Imputation using KNN with Python code

# Select Age, Balance, No_OF_CR_TXNS and Occupation variables
# selecting only non missing records

dev_knn = dev.iloc[:, [2, 4, 6, 5]].dropna()
X_train = dev_knn.iloc[:, 0:3]
y_train = dev_knn.iloc[:, 3]

## Creating the K Nearest Neighbour Classifier Object
## I have not normalized the variables as such using KD Tree algorithm 

from sklearn.neighbors import KNeighborsClassifier
knn_model = KNeighborsClassifier(n_neighbors = 21, weights = 'uniform', 
metric = 'euclidean', algorithm = 'kd_tree')
knn_model.fit(X_train, y_train)
## Imputing the values for missing occupation

def impute_missing_occ (row):
    if pd.isnull(row['Occupation']) :
        return knn_model.predict(
            row[["Age","Balance","No_OF_CR_TXNS"]].values.reshape((-1, 3)))
    else:
        return row[['Occupation']]
dev["Occ_KNN_Imputed"] = dev.apply(impute_missing_occ,axis=1)

 

Compare the distribution

Compare the frequency distribution of imputed occupation with the original distribution. There mustn’t be much change in the distribution because of the imputation. If there is a significant change in then probably the imputation logic is not correct.
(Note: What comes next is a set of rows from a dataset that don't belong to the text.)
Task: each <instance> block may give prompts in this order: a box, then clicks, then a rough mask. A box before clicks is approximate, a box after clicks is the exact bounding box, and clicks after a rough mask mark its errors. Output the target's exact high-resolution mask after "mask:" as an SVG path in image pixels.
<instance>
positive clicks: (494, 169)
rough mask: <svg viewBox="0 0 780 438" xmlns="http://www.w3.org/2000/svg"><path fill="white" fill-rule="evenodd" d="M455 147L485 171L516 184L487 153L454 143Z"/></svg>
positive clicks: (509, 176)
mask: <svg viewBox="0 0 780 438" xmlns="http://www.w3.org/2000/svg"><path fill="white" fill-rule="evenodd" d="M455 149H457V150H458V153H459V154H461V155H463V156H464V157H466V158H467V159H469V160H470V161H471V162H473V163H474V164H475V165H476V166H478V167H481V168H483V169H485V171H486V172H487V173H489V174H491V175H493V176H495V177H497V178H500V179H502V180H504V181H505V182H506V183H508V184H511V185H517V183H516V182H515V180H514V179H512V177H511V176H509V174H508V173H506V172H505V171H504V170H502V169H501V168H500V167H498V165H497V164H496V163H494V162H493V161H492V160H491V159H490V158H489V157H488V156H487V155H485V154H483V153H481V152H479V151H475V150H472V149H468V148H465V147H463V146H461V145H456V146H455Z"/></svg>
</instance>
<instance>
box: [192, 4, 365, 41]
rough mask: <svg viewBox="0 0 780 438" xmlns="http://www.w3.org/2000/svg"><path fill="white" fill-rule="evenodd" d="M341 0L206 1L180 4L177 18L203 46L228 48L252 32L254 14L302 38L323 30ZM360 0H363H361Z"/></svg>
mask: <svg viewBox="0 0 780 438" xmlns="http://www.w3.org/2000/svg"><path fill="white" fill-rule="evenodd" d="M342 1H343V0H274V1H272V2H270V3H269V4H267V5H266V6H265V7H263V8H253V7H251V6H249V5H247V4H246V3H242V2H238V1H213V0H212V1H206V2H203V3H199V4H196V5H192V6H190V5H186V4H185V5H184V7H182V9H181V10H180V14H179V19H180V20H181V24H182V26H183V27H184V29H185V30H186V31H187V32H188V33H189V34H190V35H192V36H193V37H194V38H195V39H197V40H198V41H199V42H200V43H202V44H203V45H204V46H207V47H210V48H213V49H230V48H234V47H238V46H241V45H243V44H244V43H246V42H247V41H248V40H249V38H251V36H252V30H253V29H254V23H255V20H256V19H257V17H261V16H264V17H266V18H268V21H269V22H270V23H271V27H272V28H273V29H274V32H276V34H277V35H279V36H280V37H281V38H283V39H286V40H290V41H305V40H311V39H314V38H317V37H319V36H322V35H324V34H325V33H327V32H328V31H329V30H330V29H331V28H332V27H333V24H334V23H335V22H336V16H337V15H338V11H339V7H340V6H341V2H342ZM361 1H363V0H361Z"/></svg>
freq_table = dev["Occ_KNN_Imputed"].value_counts().to_frame()
freq_table.reset_index(inplace=True) # reset index
freq_table.columns = [ "Occ_KNN_Imputed" , "Count"] # rename columns
freq_table["Pct_Obs"] = round(freq_table['Count'] / sum(freq_table['Count']),2)
freq_table

  Occupation Count Pct_Obs
0 SAL 3979 0.40
1 PROF 3780 0.38
2 SELF-EMP 1875 0.19
3 SENP 366 0.04

 

Conclusion

As there is not much difference in frequency distribution before and after imputation, we may assume the imputation has happened correctly.